La plaque continentale afro-arabe entrant en contact avec la plaque
eurasiatique ferme le passage entre la mer Méditerranée et l'océan
Indien que permettait jusque là la mer Tethys. Le régime des vents
est modifié, le climat fraîchit et s'assèche, la végétation arborée
diminue et ... de nombreux animaux passent, dans les deux sens,
d'une plaque continentale à l'autre. Les hominoïdes vont continuer
à se diversifier sur les autres continents avec notamment Sivapithecus (découvert au Pakistan par David Pilbeam), Ramapithecus (découvert en Inde), Ouranopithecus (découvert en Grèce par Louis de Bonis), Oreopithecus (découvert en Italie), ..., chacun étant considéré lors de sa
mise au jour comme notre ancêtre.
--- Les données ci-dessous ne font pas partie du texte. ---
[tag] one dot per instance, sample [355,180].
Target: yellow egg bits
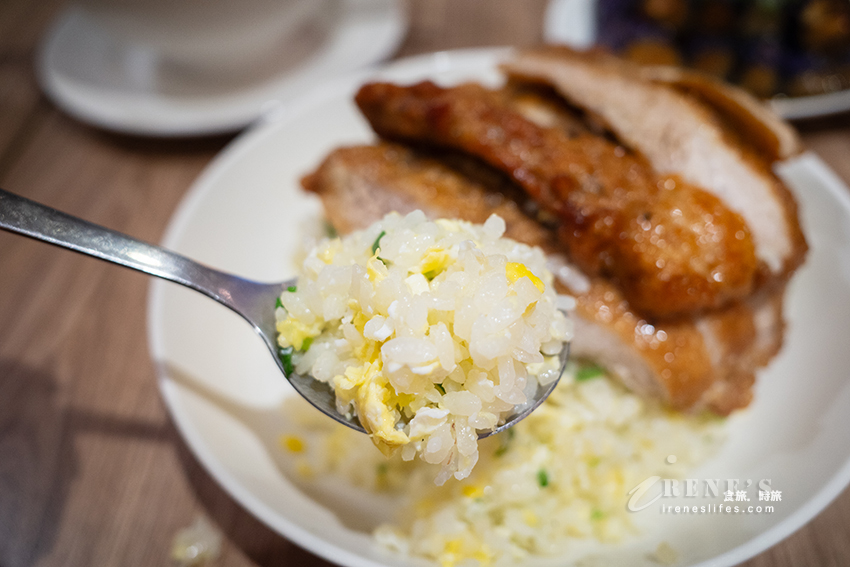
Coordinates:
[363,383]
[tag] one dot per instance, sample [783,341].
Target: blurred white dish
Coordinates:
[573,22]
[97,77]
[247,214]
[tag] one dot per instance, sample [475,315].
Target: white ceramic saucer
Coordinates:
[97,78]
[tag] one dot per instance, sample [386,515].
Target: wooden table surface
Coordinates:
[92,471]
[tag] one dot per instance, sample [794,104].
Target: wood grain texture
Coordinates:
[92,472]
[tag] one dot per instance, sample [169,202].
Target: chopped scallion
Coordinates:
[285,355]
[589,372]
[377,243]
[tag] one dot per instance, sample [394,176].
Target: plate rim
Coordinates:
[830,182]
[124,116]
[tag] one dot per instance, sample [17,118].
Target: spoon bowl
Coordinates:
[254,301]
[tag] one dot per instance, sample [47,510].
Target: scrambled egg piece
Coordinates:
[516,271]
[371,393]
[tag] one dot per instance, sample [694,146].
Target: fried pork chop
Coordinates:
[706,362]
[671,248]
[712,135]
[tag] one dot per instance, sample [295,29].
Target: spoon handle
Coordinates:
[41,222]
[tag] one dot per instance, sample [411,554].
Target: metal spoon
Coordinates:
[254,301]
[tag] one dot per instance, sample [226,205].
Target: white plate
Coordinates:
[246,214]
[573,22]
[96,78]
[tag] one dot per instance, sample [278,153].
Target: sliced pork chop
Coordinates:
[679,135]
[705,363]
[672,248]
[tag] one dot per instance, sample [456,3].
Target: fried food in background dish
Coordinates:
[704,362]
[672,248]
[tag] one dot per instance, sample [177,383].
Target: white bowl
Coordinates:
[246,214]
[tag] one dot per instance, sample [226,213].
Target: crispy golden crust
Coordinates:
[671,248]
[707,362]
[710,134]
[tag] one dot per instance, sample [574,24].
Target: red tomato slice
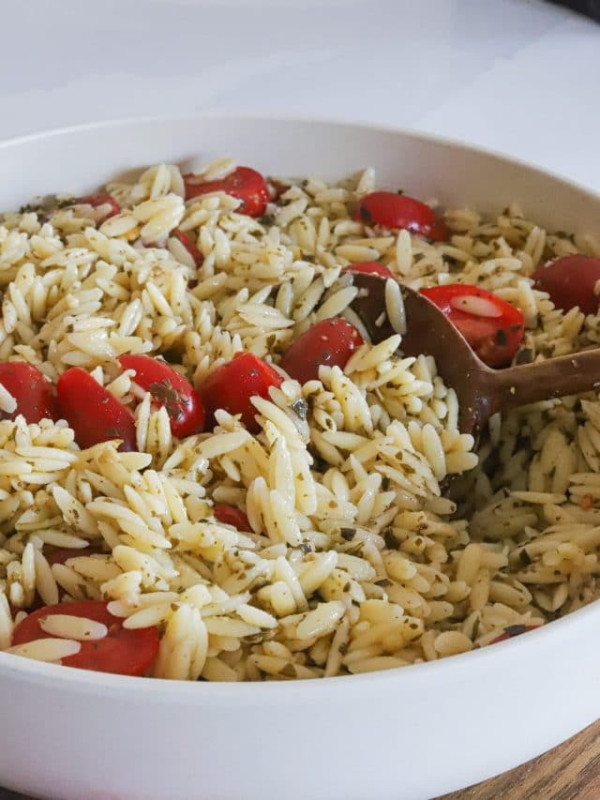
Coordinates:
[230,515]
[513,630]
[570,282]
[329,343]
[97,200]
[93,413]
[232,385]
[169,389]
[370,268]
[400,211]
[31,389]
[189,246]
[122,651]
[244,183]
[493,327]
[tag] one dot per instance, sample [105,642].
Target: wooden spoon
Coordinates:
[481,391]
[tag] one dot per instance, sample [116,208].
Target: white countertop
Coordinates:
[519,76]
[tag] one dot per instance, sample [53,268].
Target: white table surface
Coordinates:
[519,76]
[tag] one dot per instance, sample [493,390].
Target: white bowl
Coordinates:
[409,733]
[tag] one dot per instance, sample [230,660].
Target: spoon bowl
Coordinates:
[481,391]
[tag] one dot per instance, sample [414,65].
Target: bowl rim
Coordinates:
[407,679]
[514,653]
[339,121]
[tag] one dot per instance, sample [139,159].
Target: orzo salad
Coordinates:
[209,472]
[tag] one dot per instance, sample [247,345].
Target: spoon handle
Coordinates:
[542,380]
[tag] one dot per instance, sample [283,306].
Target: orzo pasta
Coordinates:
[225,521]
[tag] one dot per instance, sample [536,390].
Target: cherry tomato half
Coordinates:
[511,631]
[31,389]
[93,413]
[233,384]
[370,268]
[97,200]
[189,246]
[493,327]
[400,211]
[122,651]
[330,343]
[169,389]
[231,515]
[570,282]
[245,183]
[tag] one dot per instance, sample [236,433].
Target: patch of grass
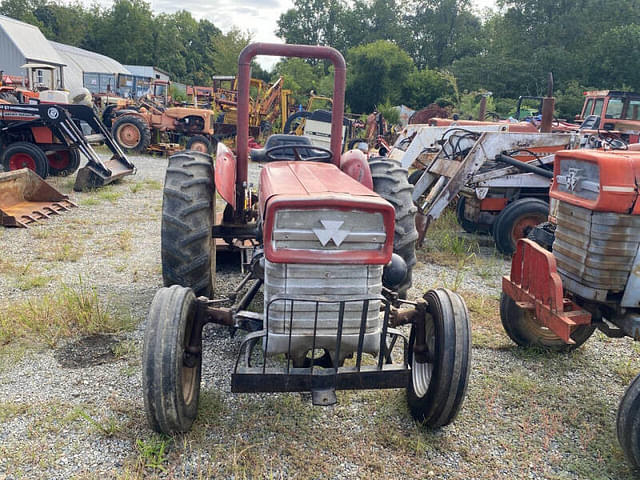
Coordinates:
[108,426]
[487,331]
[90,201]
[124,240]
[145,184]
[70,311]
[125,349]
[27,282]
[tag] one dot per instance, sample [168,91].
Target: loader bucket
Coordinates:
[25,198]
[93,176]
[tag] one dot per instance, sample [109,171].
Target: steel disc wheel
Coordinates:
[25,155]
[437,388]
[421,373]
[522,327]
[22,160]
[128,135]
[171,370]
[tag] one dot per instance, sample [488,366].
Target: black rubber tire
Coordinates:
[628,423]
[144,132]
[391,183]
[467,225]
[199,139]
[292,118]
[38,161]
[521,327]
[171,388]
[507,227]
[188,212]
[449,340]
[415,176]
[71,167]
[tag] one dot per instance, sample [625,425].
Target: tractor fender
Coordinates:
[354,163]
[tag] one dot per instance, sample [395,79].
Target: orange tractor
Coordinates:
[135,128]
[581,270]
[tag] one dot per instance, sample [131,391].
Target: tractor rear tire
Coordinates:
[391,183]
[170,375]
[199,143]
[188,212]
[628,423]
[522,327]
[63,162]
[516,221]
[131,133]
[25,155]
[437,389]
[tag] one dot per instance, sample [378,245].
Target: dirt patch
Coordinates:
[87,351]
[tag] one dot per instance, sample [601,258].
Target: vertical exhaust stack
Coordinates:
[548,105]
[25,198]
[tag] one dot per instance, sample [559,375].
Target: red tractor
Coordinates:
[581,270]
[334,246]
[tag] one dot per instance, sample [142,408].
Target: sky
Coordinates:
[259,17]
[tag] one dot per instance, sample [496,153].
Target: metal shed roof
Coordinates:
[30,41]
[80,61]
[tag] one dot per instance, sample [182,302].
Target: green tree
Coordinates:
[377,73]
[227,48]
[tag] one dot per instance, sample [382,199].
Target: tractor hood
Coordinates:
[311,180]
[315,213]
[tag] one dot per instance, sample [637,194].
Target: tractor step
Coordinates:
[25,198]
[534,284]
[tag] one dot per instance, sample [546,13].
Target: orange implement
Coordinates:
[25,198]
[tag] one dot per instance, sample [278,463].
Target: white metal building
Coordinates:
[154,73]
[98,73]
[21,43]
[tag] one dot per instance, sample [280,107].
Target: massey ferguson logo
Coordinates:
[573,178]
[331,231]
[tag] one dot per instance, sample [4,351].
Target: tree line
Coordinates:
[414,52]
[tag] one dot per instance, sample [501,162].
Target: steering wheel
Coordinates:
[325,155]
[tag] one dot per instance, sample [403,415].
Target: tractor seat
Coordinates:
[258,154]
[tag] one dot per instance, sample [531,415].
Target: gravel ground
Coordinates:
[74,409]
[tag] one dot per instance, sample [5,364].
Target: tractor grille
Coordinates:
[332,283]
[323,229]
[596,249]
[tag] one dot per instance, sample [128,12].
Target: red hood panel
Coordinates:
[307,179]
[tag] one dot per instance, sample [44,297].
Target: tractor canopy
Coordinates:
[605,181]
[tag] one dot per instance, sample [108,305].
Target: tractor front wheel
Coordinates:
[25,155]
[188,212]
[199,143]
[516,221]
[63,162]
[132,133]
[628,423]
[172,364]
[521,327]
[438,385]
[391,183]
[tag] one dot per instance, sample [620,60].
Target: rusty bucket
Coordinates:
[25,198]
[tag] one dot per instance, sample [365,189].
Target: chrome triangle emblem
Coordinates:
[331,231]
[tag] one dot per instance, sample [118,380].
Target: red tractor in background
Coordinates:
[581,270]
[616,113]
[334,243]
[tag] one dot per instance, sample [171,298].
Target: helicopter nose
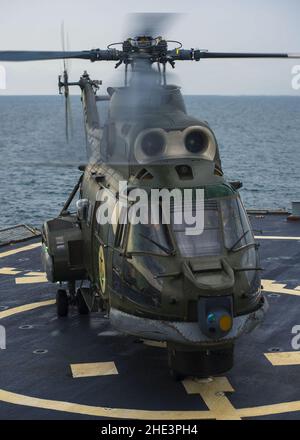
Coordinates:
[215,316]
[219,323]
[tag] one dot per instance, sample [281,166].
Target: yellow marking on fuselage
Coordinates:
[25,308]
[284,358]
[9,271]
[32,278]
[275,237]
[93,369]
[272,286]
[158,344]
[213,394]
[22,249]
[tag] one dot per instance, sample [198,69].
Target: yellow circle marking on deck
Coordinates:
[122,413]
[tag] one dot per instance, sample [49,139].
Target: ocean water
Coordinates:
[259,140]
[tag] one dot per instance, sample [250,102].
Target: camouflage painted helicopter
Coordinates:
[196,293]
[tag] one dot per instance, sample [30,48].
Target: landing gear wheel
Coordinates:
[201,364]
[81,304]
[62,303]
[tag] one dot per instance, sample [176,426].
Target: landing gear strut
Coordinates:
[81,304]
[62,303]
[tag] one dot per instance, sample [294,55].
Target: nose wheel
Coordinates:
[204,363]
[65,298]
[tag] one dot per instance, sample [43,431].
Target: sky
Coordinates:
[216,25]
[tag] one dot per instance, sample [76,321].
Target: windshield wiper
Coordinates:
[160,246]
[237,242]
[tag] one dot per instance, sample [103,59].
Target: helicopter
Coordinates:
[196,293]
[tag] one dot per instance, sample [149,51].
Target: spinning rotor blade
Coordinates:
[150,24]
[23,55]
[222,55]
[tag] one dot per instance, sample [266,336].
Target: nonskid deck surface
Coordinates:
[80,368]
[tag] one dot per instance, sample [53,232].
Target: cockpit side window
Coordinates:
[205,244]
[237,229]
[149,238]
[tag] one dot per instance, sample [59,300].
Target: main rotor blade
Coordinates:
[203,54]
[16,55]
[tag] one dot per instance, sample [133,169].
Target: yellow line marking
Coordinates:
[286,358]
[213,394]
[35,274]
[100,411]
[94,369]
[157,344]
[25,308]
[9,271]
[274,237]
[40,278]
[272,286]
[267,410]
[22,249]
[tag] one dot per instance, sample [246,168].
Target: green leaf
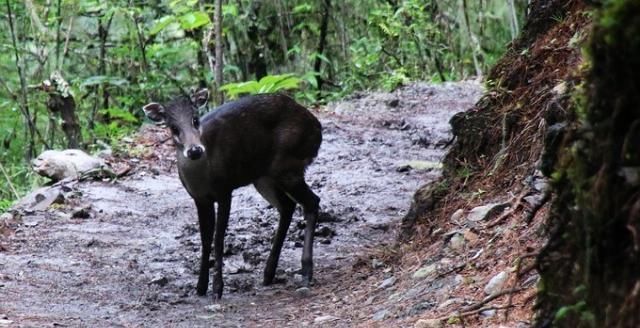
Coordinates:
[302,9]
[230,10]
[193,20]
[103,79]
[161,24]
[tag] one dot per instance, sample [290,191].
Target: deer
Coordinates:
[267,140]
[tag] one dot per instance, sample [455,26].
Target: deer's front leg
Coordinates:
[224,206]
[206,220]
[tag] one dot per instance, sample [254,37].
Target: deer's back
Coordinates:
[244,139]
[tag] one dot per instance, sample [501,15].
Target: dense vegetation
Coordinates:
[590,267]
[74,73]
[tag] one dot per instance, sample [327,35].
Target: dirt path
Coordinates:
[133,261]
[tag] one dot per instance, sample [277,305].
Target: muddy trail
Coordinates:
[125,253]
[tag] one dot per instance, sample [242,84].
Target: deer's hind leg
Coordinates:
[268,188]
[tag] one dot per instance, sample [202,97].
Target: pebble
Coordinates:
[425,271]
[483,212]
[457,215]
[387,283]
[457,242]
[214,308]
[428,323]
[380,315]
[303,291]
[496,283]
[159,280]
[324,319]
[376,264]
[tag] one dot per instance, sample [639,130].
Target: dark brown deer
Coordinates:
[266,140]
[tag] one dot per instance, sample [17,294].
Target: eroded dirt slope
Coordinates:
[132,262]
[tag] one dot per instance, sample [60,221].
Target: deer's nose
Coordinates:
[195,152]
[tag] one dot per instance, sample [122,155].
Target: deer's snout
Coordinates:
[194,152]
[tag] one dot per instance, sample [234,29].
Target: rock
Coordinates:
[237,266]
[419,308]
[456,242]
[215,308]
[69,163]
[486,211]
[541,184]
[324,319]
[449,302]
[303,291]
[393,102]
[428,323]
[403,168]
[533,200]
[159,280]
[325,231]
[457,215]
[470,236]
[376,264]
[380,315]
[387,283]
[328,216]
[496,283]
[488,313]
[6,217]
[81,212]
[30,222]
[44,197]
[425,271]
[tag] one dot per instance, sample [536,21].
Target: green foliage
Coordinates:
[267,84]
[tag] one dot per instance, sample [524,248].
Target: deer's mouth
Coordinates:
[194,152]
En fait ils seraient tous dans
la lignée des orang-outans.
Au Miocène moyen (-14 à -12 millions d'années), c'est encore en
Afrique que Kenyapithecus (qui pourrait être un Ramapithèque et que certains pensent être
le prédécesseur immédiat des australopithèques) et surtout Otavipithecus paraissent les plus proches de notre lignée. Ils précédent au
Miocène supérieur (-11 à -5 millions d'années) Samburupithecus (-9,5 millions d'années) puis Praeanthropus africanus (ou si l'on préfère Australopithecus anamensis). Ce dernier, dont les os fossiles mis au jour sont très proches
de ceux de l'homme actuel, montre que la station et la locomotion
bipèdes étaient déjà acquises voici moins 4,5 millions d'années,
ce qui pourrait impliquer que le passage d'une locomotion de type
grand singe à la locomotion humaine se soit effectué vers - 8
ou -7 millions d'années ... avant que la savane n'ait remplacé
la forêt.
Si les hominoïdes fossiles du Miocène (-25 à -5 millions d'années)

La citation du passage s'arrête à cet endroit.